Projected Efficiency of Polarization-Matched p-In$_{\bm x}$Ga$_{\bm {1-x}}$N/i-In $_{\bm y}$Ga$_{\bm{1-y}}$N/n-GaN Double Heterojunction Solar Cells

Abstract

Traditional p-GaN/i-InGaN/n-GaN double heterojunction solar cells have limited power conversion efficiency due to large polarization charges that accumulate at the heterojunction interfaces, leading to severe band bending that, in turn, hinders the carrier transport. In this study, we proposed the use of a p-type InGaN layer to reduce the polarization field and projected the power conversion efficiencies of p-In xGa1-xN/i-In yGa1-y N/n-GaN double heterojunction solar cells that are grown on a c-facet sapphire substrate with various indium components.
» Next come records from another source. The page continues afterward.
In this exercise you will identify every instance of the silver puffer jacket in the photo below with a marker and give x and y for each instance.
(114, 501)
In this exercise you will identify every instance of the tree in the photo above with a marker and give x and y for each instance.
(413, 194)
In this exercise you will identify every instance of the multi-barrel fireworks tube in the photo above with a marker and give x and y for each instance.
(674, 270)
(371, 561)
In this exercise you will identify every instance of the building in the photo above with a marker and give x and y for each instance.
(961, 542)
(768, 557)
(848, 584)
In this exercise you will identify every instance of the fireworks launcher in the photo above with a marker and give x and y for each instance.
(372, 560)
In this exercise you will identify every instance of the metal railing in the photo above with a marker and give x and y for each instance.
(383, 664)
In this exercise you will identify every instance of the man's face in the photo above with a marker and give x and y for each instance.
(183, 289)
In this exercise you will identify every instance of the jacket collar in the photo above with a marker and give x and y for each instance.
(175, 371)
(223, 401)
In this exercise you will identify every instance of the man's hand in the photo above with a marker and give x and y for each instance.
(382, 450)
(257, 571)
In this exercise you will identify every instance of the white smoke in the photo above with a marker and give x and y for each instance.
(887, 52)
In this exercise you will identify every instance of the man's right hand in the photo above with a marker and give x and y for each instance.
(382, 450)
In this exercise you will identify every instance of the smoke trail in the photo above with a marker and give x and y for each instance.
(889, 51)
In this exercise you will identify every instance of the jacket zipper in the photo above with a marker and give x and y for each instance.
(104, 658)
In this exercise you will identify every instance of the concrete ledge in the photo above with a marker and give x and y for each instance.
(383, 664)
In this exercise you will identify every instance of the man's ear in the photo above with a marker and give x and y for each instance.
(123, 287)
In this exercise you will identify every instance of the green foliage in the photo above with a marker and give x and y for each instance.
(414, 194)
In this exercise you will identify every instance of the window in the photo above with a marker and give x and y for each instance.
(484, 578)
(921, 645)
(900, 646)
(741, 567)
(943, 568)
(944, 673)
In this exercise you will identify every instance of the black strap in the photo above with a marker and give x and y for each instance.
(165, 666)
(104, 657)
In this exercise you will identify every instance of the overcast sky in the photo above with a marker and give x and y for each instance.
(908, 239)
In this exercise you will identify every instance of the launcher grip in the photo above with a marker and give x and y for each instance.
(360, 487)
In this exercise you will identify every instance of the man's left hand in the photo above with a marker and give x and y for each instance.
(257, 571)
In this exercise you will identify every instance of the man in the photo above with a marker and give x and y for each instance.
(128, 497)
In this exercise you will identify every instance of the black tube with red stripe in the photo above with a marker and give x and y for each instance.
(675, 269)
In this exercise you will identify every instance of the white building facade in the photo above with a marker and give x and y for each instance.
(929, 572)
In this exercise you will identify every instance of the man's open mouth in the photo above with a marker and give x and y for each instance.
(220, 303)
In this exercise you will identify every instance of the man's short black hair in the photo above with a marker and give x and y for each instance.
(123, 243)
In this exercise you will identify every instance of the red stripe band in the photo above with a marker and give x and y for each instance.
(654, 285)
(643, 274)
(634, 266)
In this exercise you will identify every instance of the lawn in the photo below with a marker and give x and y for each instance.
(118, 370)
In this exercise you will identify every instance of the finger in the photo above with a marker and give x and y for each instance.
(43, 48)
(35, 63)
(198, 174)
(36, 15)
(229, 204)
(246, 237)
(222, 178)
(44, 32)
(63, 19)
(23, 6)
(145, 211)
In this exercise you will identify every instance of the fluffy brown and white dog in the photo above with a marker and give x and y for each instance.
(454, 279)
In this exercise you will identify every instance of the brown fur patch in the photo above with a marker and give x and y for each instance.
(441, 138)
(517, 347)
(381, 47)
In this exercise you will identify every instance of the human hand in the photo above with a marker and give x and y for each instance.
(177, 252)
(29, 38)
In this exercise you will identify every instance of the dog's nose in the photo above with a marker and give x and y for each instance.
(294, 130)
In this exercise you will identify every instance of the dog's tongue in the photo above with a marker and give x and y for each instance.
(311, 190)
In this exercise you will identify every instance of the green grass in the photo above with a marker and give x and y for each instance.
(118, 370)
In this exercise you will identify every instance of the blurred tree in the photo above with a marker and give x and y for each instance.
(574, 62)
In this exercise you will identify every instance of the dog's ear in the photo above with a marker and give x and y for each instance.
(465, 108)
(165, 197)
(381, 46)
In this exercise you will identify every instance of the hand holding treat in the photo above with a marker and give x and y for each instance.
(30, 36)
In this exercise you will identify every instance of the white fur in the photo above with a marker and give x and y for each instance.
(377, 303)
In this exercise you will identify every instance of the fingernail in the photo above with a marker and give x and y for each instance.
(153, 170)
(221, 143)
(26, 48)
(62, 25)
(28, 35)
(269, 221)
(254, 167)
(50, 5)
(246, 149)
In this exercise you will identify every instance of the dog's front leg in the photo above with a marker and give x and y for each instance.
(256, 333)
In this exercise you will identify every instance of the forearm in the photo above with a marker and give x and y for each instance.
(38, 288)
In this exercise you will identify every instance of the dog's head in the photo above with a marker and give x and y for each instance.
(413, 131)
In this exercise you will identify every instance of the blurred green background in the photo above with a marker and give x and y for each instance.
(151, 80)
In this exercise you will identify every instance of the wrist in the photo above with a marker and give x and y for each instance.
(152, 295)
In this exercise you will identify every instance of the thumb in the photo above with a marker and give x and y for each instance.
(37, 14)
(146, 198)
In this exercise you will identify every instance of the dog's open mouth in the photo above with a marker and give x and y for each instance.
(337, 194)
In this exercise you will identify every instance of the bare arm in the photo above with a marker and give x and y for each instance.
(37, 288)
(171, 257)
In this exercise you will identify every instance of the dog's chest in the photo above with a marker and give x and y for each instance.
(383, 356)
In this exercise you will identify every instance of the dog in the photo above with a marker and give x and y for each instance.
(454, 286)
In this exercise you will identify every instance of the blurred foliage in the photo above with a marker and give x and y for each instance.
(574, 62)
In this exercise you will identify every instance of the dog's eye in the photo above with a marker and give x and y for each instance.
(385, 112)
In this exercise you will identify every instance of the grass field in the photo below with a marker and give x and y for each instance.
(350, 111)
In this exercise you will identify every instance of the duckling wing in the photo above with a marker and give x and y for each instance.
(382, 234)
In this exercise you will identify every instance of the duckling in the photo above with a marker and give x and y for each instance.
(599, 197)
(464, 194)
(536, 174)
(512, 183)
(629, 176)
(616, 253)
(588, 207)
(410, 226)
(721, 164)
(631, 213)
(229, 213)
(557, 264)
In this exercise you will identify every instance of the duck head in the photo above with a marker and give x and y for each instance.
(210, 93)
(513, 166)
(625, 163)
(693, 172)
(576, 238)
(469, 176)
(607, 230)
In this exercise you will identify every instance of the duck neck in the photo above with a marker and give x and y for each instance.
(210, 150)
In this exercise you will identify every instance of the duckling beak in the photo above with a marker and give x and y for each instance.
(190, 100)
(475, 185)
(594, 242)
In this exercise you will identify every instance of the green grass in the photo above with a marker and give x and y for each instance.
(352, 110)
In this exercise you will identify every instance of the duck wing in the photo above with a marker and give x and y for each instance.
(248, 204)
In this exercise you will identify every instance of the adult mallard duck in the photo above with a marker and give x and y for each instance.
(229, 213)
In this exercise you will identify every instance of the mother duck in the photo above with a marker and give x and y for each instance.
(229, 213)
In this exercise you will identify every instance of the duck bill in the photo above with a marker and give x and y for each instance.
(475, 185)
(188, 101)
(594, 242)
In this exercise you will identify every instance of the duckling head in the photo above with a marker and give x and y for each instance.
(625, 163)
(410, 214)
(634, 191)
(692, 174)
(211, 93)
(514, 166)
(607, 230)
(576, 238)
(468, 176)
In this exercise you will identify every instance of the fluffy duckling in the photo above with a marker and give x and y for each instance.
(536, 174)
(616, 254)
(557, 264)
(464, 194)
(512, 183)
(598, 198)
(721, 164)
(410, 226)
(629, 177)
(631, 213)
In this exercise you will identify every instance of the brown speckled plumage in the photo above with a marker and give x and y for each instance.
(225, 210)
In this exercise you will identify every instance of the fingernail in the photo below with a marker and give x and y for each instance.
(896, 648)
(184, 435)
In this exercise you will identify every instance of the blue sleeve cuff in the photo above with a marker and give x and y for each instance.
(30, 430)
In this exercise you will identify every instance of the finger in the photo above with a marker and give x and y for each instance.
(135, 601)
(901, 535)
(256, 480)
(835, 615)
Numerical simulations predict that a maximal power conversion efficiency that is close to 7% with a short-circuit current density of 4.05 mA/cm2 and an open-circuit voltage of 1.94 V can be achieved with a p-In0.2 Ga0.8N/i-In0.2Ga0.8N/n-GaN structure due to a polarization-matched p-i interface. Further efficiency enhancement with a higher indium composition over 20% is also possible via the redistribution of the built-in potential with n-GaN doping.